Antwoord op vraag 15
Pijler 1 van de strategie 2025–2028 ziet op de ambitie van de Douane om in de handhaving
meer te sturen op maatschappelijke effecten. Binnen deze pijler zal de handhaving
op alle taakgebieden waar de Douane actief is, zich richten op de grootste maatschappelijke
risico’s die binnen het taakgebied bekend zijn. Daar waar handhaving nodig is, zal
de Douane dit blijven uitvoeren.
VRAAG 16
Vraag 16
Op welke manier raakt de taakstelling groei apparaat Rijksoverheid de ontvangsten?
Antwoord op vraag 16
Naar aanleiding van het hoofdlijnenakkoord is een taakstelling op de apparaatsbudgetten
(70,7 miljoen euro) en externe inhuur (9,1 miljoen euro) van het Ministerie van Financiën
oplopend tot per saldo 79,8 miljoen euro structureel doorgevoerd. De korting is technisch
berekend op alle apparaatsuitgaven- en apparaatsontvangstenbudgetten. Dit betekent
dat betreffende budgettaire taakstellingsmutaties boekhoudtechnisch gezien zowel de
uitgaven (92,2 miljoen euro lagere uitgavenraming) als de ontvangsten (12,4 miljoen
euro lagere ontvangstenraming) raken. Deze twee deelreeksen staan beide vermeld in
de paragraaf Belangrijkste Mutaties. Deze twee reeksen leiden per saldo tot de korting
van 79,8 miljoen euro op de Financiënbegroting. Dit is de opgaaf waar het Ministerie
van Financiën invulling aan moet geven met concrete keuzes en maatregelen.
VRAAG 17
Vraag 17
Op welke manier gaat het Ministerie van Financiën invulling geven aan de taakstelling
groei apparaat Rijksoverheid in 2025 en verder?
Antwoord op vraag 17
De gehele taakstelling op apparaat bedraagt 70,7 miljoen euro structureel. In deze
ontwerpbegroting 2025 is het gedeelte van de apparaatstaakstelling die ingaat vanaf
begrotingsjaar 2025, van 15,6 miljoen euro structureel, reeds concreet doorverdeeld
naar diverse organisatieonderdelen van het ministerie. De concrete verdeling van de
resterende taakstellingsreeks 2026–2029, 55,1 miljoen euro structureel, over de apparaatsbudgetten
van Financiën wordt nog nader uitgewerkt. Hiertoe worden dit najaar besparingsopties
geinventariseerd en de benodigde keuzes in kaart gebracht. Zoals ook in het regeerprogramma
aangegeven, zal ik uw kamer via de reguliere begroting en jaarverslagen informeren
over de maatregelen waarmee de verdere taakstelling wordt ingevuld.
VRAAG 18
Vraag 18
Op welke manier wordt gewaarborgd dat de intensivering InvestNL zorgt voor de maximale
groei van het verdienvermogen van Nederland?
Antwoord op vraag 18
Invest-NL draagt eraan bij de Nederlandse economie duurzamer en innovatiever te maken,
door eigen vermogen (het kernkapitaal) te investeren en door het mobiliseren van kapitaal
van marktpartijen, overheden en vanuit de EU. Doorgaans leidt 1 euro van Invest-NL
tot het mobiliseren van aanvullende 3 euro van private vermogensverschaffers. Op deze
manier bevordert Invest-NL de groei van het verdienvermogen van Nederland. Met blended
finance wordt vooral ingezet op projectontwikkeling met hoge maatschappelijke baten,
bijvoorbeeld in de energietransitie. Met de aanvullende middelen die het kabinet ter
beschikking stelt aan onder andere het kernkapitaal (via de begroting van Financiën)

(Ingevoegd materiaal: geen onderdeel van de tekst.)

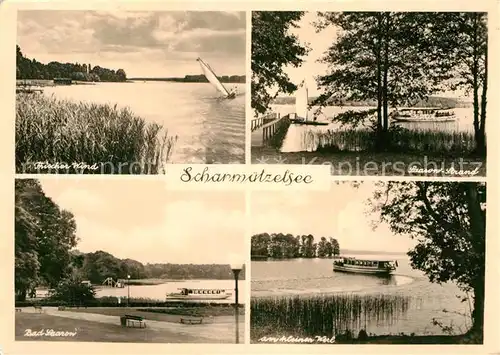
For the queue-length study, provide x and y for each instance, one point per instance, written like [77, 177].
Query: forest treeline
[32, 69]
[433, 101]
[288, 246]
[230, 79]
[46, 255]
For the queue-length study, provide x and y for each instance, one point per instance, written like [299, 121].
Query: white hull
[301, 102]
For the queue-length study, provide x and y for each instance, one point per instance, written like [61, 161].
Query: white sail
[212, 78]
[301, 101]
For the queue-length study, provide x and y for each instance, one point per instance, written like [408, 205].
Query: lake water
[209, 130]
[159, 292]
[295, 139]
[315, 277]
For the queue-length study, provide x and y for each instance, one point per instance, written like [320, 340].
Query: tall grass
[399, 140]
[60, 131]
[325, 315]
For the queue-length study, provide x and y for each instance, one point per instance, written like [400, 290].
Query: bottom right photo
[386, 262]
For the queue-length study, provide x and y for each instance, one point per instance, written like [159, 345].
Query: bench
[131, 319]
[192, 320]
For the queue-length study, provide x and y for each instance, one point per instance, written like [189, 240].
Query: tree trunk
[481, 143]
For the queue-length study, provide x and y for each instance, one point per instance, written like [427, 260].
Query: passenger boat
[214, 80]
[199, 294]
[365, 266]
[424, 114]
[301, 115]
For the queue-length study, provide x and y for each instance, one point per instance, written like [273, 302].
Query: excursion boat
[301, 115]
[214, 80]
[424, 114]
[365, 266]
[199, 294]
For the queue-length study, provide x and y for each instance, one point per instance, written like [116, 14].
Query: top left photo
[128, 92]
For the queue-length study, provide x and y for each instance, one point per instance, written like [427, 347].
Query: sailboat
[212, 78]
[302, 115]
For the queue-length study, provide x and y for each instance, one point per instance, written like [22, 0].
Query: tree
[273, 48]
[335, 246]
[448, 219]
[390, 57]
[74, 292]
[323, 249]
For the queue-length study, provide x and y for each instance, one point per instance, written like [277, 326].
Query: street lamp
[236, 267]
[128, 290]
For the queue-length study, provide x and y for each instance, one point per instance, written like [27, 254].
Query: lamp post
[128, 290]
[236, 272]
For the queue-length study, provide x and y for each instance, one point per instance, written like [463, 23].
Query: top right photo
[371, 93]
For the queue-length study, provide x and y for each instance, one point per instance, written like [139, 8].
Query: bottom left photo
[106, 260]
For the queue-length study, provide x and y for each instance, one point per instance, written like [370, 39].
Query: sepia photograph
[128, 261]
[127, 92]
[371, 93]
[369, 263]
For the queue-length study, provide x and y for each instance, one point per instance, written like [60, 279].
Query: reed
[61, 131]
[326, 315]
[399, 140]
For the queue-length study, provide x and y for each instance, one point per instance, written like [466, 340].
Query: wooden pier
[265, 128]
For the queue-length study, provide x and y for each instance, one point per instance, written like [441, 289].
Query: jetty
[269, 130]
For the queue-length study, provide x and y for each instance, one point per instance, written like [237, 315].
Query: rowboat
[424, 114]
[364, 266]
[214, 80]
[199, 294]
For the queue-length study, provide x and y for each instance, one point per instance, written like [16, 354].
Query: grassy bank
[325, 315]
[103, 137]
[166, 314]
[370, 163]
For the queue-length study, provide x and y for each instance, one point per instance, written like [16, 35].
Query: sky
[144, 44]
[144, 221]
[339, 213]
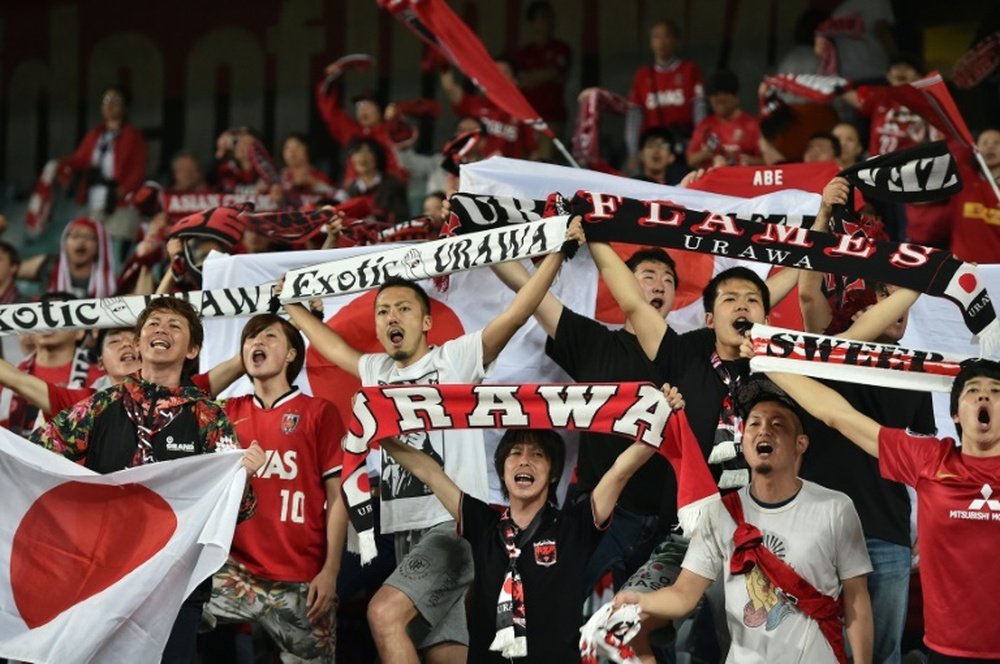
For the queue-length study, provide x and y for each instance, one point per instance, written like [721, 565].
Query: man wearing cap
[957, 515]
[728, 136]
[790, 553]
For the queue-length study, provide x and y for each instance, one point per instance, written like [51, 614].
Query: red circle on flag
[78, 539]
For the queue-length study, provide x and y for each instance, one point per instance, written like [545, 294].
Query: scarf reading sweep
[632, 410]
[864, 362]
[613, 218]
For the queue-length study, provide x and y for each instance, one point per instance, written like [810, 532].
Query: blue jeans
[626, 545]
[889, 587]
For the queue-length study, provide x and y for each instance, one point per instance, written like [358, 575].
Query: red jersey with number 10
[301, 436]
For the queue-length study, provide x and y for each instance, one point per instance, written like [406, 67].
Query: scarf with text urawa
[611, 218]
[633, 410]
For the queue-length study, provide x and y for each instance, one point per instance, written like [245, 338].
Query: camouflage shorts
[279, 607]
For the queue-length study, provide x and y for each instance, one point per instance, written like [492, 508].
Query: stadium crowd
[812, 556]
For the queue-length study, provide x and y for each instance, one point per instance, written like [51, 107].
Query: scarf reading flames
[613, 218]
[633, 410]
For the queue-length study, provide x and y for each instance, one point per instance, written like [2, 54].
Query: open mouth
[524, 479]
[764, 448]
[742, 325]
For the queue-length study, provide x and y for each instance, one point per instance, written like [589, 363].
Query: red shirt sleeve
[902, 457]
[202, 382]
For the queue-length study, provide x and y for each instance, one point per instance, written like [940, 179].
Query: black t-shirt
[837, 463]
[685, 361]
[552, 592]
[590, 352]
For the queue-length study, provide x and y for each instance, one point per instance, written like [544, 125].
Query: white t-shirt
[406, 503]
[819, 534]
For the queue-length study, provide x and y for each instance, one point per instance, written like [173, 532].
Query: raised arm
[781, 283]
[498, 331]
[330, 344]
[323, 587]
[816, 312]
[428, 471]
[873, 322]
[672, 602]
[831, 408]
[605, 494]
[858, 618]
[514, 276]
[612, 483]
[647, 322]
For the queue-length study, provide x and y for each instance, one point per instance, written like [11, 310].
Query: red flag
[436, 23]
[929, 98]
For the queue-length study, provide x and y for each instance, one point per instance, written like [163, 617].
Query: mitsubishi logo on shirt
[986, 508]
[986, 502]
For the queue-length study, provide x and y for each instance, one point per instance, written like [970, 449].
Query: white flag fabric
[97, 566]
[500, 176]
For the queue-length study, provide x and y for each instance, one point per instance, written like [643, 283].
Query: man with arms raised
[790, 553]
[157, 417]
[290, 551]
[590, 352]
[427, 590]
[956, 507]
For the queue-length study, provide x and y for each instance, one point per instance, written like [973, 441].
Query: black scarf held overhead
[609, 218]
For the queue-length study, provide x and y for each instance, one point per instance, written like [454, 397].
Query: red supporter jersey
[61, 397]
[958, 518]
[893, 126]
[667, 94]
[505, 134]
[301, 436]
[547, 98]
[737, 138]
[968, 223]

en blended finance (via de begroting van Economische Zaken) kan Invest-NL méér financiering
verstrekken aan het Nederlandse bedrijfsleven.
Het doel, de taken en de voorwaarden voor de taakuitoefeningen van Invest-NL zijn
wettelijk vastgelegd (Machtigingswet oprichting Invest-NL). De Nederlandse staat,
als aandeelhouder van Invest-NL, wordt periodiek geïnformeerd door Invest-NL over
haar belangrijkste resultaten. Een externe tussentijdse evaluatie in 2022 (Dialogic,
21 oktober 2022) gaf een voorlopig positief beeld van het functioneren van Invest-NL.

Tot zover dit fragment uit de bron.